As a parent it makes you feel helpless! No worst feeling. 
? for y’all.


----------



## kmaxwell3 (Dec 23, 2019)

Thanks guys. Still hanging there. Have to do more test later this week looks like.


----------



## speedcop (Dec 23, 2019)

Remember God works in mysterious ways. Let’s hope it’s a Christmas miracle.Our prayers are sent and arms open if we can help.


----------



## kmaxwell3 (Dec 24, 2019)

He is much better. He is sitting up playing this morn with physical therapy.  His brothers and sisters came to see him yesterday and that made a high difference with him. Thanks again guys!!


----------



## NCHillbilly (Dec 24, 2019)

kmaxwell3 said:


> He is much better. He is sitting up playing this morn with physical therapy.  His brothers and sisters came to see him yesterday and that made a high difference with him. Thanks again guys!!

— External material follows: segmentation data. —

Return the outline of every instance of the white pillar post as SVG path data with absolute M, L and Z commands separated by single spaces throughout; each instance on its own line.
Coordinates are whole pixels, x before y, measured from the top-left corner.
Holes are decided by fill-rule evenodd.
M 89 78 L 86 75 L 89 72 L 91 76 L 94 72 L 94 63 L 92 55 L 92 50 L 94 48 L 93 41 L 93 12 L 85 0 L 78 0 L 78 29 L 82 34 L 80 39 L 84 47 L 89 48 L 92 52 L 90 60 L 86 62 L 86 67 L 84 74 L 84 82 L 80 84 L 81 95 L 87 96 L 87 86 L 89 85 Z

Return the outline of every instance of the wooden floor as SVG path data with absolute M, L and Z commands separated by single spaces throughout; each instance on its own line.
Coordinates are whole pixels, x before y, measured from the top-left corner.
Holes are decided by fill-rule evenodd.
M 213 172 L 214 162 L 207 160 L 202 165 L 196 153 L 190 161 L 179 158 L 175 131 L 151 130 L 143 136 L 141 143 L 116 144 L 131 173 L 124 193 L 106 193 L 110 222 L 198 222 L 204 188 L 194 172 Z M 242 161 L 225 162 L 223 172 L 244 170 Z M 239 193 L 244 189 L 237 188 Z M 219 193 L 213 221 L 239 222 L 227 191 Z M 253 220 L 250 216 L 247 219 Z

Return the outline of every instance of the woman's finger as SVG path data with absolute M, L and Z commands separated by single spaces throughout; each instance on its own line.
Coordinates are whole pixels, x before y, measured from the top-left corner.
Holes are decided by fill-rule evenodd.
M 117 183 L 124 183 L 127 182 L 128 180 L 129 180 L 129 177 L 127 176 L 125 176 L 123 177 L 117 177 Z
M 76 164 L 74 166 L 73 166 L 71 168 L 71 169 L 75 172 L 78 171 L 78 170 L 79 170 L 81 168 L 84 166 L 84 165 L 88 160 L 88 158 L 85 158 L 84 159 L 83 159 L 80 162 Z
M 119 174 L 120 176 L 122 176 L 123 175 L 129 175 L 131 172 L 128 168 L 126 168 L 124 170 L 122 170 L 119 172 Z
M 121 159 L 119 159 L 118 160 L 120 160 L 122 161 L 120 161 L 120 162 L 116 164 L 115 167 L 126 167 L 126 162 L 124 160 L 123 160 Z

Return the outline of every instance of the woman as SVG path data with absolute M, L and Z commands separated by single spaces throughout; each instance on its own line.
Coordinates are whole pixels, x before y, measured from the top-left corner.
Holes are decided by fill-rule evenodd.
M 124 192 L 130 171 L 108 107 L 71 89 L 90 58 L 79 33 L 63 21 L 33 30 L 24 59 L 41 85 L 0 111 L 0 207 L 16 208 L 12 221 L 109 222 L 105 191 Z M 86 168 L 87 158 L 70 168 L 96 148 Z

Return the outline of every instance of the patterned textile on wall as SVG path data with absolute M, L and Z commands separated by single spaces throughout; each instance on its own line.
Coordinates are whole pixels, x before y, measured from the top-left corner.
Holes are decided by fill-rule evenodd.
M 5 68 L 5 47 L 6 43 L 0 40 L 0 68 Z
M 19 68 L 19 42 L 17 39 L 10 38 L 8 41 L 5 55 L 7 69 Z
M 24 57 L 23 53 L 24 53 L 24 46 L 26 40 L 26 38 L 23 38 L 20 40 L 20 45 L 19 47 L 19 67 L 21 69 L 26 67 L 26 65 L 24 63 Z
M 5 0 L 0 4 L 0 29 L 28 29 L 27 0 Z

I hope that things continue to improve,. We are thinking about y'all.


----------



## 4HAND (Dec 24, 2019)

kmaxwell3 said:


> He is much better. He is sitting up playing this morn with physical therapy.  His brothers and sisters came to see him yesterday and that made a high difference with him. Thanks again guys!!


So glad to hear that!
Continuing prayers.


----------



## kmaxwell3 (Dec 24, 2019)

So they took him off oxygen and his ivs. Looking much better. Still have a long road once we figure out what this is.


----------



## Nicodemus (Dec 24, 2019)

My prayers are with you, through it all.


----------



## NE GA Pappy (Dec 24, 2019)

glad to hear that Hudson is feeling somewhat better.

We are still praying for the little feller.... Tell him we all said Merry Christmas


----------



## dslc6487 (Dec 24, 2019)

Praying for Hudson and the whole family.  Also, may God lead the hands of the medical staff that is taking care of Hudson.  You will continue to be in our prayers...


----------



## oops1 (Dec 24, 2019)

Continued prayers. Merry Christmas to you fine folks.


----------



## kmaxwell3 (Dec 24, 2019)

Merry Christmas guys.


----------



## Mexican Squealer (Dec 24, 2019)

Prayers continue Merry Christmas to y’all


----------



## 4HAND (Dec 24, 2019)

Merry Christmas kmaxwell3!


----------



## Milkman (Dec 24, 2019)

Thanks for the report. Don’t ever forget the power of prayer


----------



## Ruger#3 (Dec 24, 2019)

Heavenly Father, giver of life and health: Comfort and relieve your sick servant Hudson, and give your power of healing to those who minister to his needs, that he may be strengthened in his weakness and have confidence in your loving care; through Jesus Christ our Lord. Amen.


----------



## 4HAND (Dec 28, 2019)

How are things going @kmaxwell3?


----------



## kmaxwell3 (Dec 29, 2019)

4HAND said:


> How are things going @kmaxwell3?


He is much better. Still at hospital.  He will have another bone marrow test tomorrow morning if his blood counts are still up.


----------



## The Original Rooster (Dec 29, 2019)

So glad to hear he is feeling better. My prayers for all of y'all.


----------



## kmaxwell3 (Dec 30, 2019)

So they just postpone the bone marrow test.  His blood counts had went up Friday.  His blood counts have dropped again.  They were 180 Saturday and 130 Sunday and now 109. They need to be 300. Doctor are coming to see us soon as they get to hospital.  Not sure what time that will be yet.


----------



## NoOne (Dec 30, 2019)

Still praying and trusting in the Lord's grace, mercy and peace for Hudson and family, May God bless.


----------



## blood on the ground (Dec 30, 2019)

kmaxwell3 said:


> So they just postpone the bone marrow test.  His blood counts had went up Friday.  His blood counts have dropped again.  They were 180 Saturday and 130 Sunday and now 109. They need to be 300. Doctor are coming to see us soon as they get to hospital.  Not sure what time that will be yet.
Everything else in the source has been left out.